A typical exploding star generates up to a billion Suns’ worth of light at its peak. But so-called superluminous supernovae are in a rare class of their own, shining hundreds of times brighter than their “ordinary” cousins. What mechanism powers these uber-powerful blasts?
A recent study uses a new approach to answer that question. In Monday’s Nature Astronomy Ragnhild Lunnan (Stockholm University, Sweden, and Caltech) and colleagues report a detailed analysis of superluminous supernova iPTF16eh, discovered by the Palomar Transient Factory in December 2015. It’s one of the most luminous supernovae known (though it doesn’t beat the record-holder discovered in 2015). Most importantly, this supernova shows a signature in its spectrum that astronomers haven’t seen in its ilk before.
As this star went supernova, the explosion’s light reflected off of a thick sphere of gas surrounding the star, producing an emission line that the astronomers tracked in the year following the initial eruption. “Most light echoes we’ve studied so far were light reflected by dust located very far from the supernova,” says Nathan Smith (University of Arizona). But in this case, the light resounded off of gas close to the star, providing intimate details on its destruction.
Turns out, the gaseous cocoon is expanding so rapidly — 3,300 kilometers per second, or 7 million mph — that it must be the result of an explosive ejection, rather than the kind of steady wind that precedes the death of other massive stars. Lunnan and colleagues argue that this ejection, which occurred roughly 30 years before the whole star went boom, points to a particular cause of death: a pulsational pair instability event.
As stars more massive than 100 Suns run out of fuel to burn in their cores, things start to go haywire. Rather than fusing elements in their cores, these stars begin to produce pairs of electrons and their antimatter partners, positrons. As pair production takes energy away from the star’s support system, it causes the core to implode, which in turn induces nuclear fusion. In really massive stars — those with more than 130 solar masses — that’s enough to cause “rapid unscheduled disassembly.”

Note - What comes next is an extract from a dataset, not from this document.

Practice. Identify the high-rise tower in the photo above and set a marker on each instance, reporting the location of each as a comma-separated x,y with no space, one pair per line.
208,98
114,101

But in stars between 100 and 130 solar masses, explosive results aren’t so immediate. Instead, such a medium-massive star pulsates, alternately imploding and burning, before it undergoes core collapse anywhere from hours to thousands of years later. The pulsations can eject a huge amount of mass, and the researchers argue that an ejection of 10 solar masses from a initially 115 solar-mass star matches the observations.
But, Smith caution, “this doesn't necessarily rule out other possibilities.” He explains that the pulsational pair instability scenario makes such a wide variety of predictions that it’s consistent with observations of many supernovae. But other ideas are still possible: For example, the star may have been a magnetar, with an extremely strong magnetic field that amplified the aftermath of its collapse. Granted, the magnetar scenario doesn’t predict the explosive ejection of material 30 years before the supernova — but that doesn’t mean that it can’t happen, Smith argues.
A single explanation probably won’t suffice for all superluminous supernovae anyway — they simply exhibit too much variety. But now astronomers have a neat new tool in their toolbox for exploring the stellar carnage.